東京の山手線内の公立学校だと、小学校低学年から中学受験塾の低学年クラスに入り、そのまま中学受験クラスへ進み、志望の私立中学に入学すると有名中学御用達の塾に通い、大学受験まで塾通いして、難関大学へ進学するという子どもが珍しくありません。
ずーっと勉強をしていて、それが当たり前になっています。
おそらく、そうした子どもは疑問を持たないのかもしれません。
ドラマ『二月の勝者』で、「偏差値50台の学校を受ける奴はゴミだ!」という台詞を子どもが言っていましたが、勉強が第一という価値観の子には、あってもおかしくないエピソードでした。
ドラマにもあったように、父親が過剰に受験に介入してくるケースはまま見られます。
また、母親が夫から見下されないように、結果を出すことにこだわって子どもの勉強に入れ込むケースもあります。
子どもは親の言葉をコピーしてしまうので、先のような言葉が出たのでしょう。
勉強だけでなく、スポーツでも芸術でも、子どもに入れ込むことはありますが、特に勉強で弊害が目立つのはなぜでしょうか。
それは、スポーツや芸術はみんながやるものではないのに対して、勉強はほぼ全員が参加しているという点が違うからだと思います。
また、試合やコンクールよりも頻繁に行われるテストにより、結果が確かめやすいということもあります。
勉強ができることは、悪いことどころか良いことです。
しかし、勉強ができないことを見下すようになるのは困ります。
大学までは、勉強の成績で自己評価できても、社会人になれば違う尺度で測られます。
その時になって、勉強しかできないと気づいても遅いのです。
勉強のほかに、趣味や特技を一つでも持っておくと、社会がひろがります。
勉強以外に同年代の子と触れ合う場ができ、さらに家庭と学校以外の大人とのつながりもできます。
また、試合や発表会などで成果を披露する機会ができ、大勢の前で自分を見せるという経験ができます。
このように、色々と学校ではできない経験ができるのです。
これまで、習い事のやりすぎは逆効果ですよと、しばしば書いてきました。
でも、まったくやらないのも、そうした経験をできないので、もったいないと思うのです。

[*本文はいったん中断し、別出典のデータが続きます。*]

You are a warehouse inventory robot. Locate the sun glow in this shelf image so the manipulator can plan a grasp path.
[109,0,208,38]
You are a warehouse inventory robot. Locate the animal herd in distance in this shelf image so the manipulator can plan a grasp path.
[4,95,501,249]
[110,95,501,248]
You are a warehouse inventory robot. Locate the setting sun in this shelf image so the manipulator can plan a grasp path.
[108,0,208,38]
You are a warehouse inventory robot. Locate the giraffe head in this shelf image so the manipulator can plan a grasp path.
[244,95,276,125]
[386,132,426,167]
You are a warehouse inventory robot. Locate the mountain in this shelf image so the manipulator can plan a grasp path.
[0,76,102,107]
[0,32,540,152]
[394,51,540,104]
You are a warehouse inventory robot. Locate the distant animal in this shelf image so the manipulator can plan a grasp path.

企業のリクルーターが望む人材は、独創性やリーダーシップもありますが、グループワークができる人と答える人は多いです。
それは、単に協調性というよりも、多様な人々に交じっても自分を出しつつ、他人の価値観を否定せずに、受け止めて検討できる人です。
自分で勉強しているだけでは、なかなかそうした素養は身につかいにくいでしょう。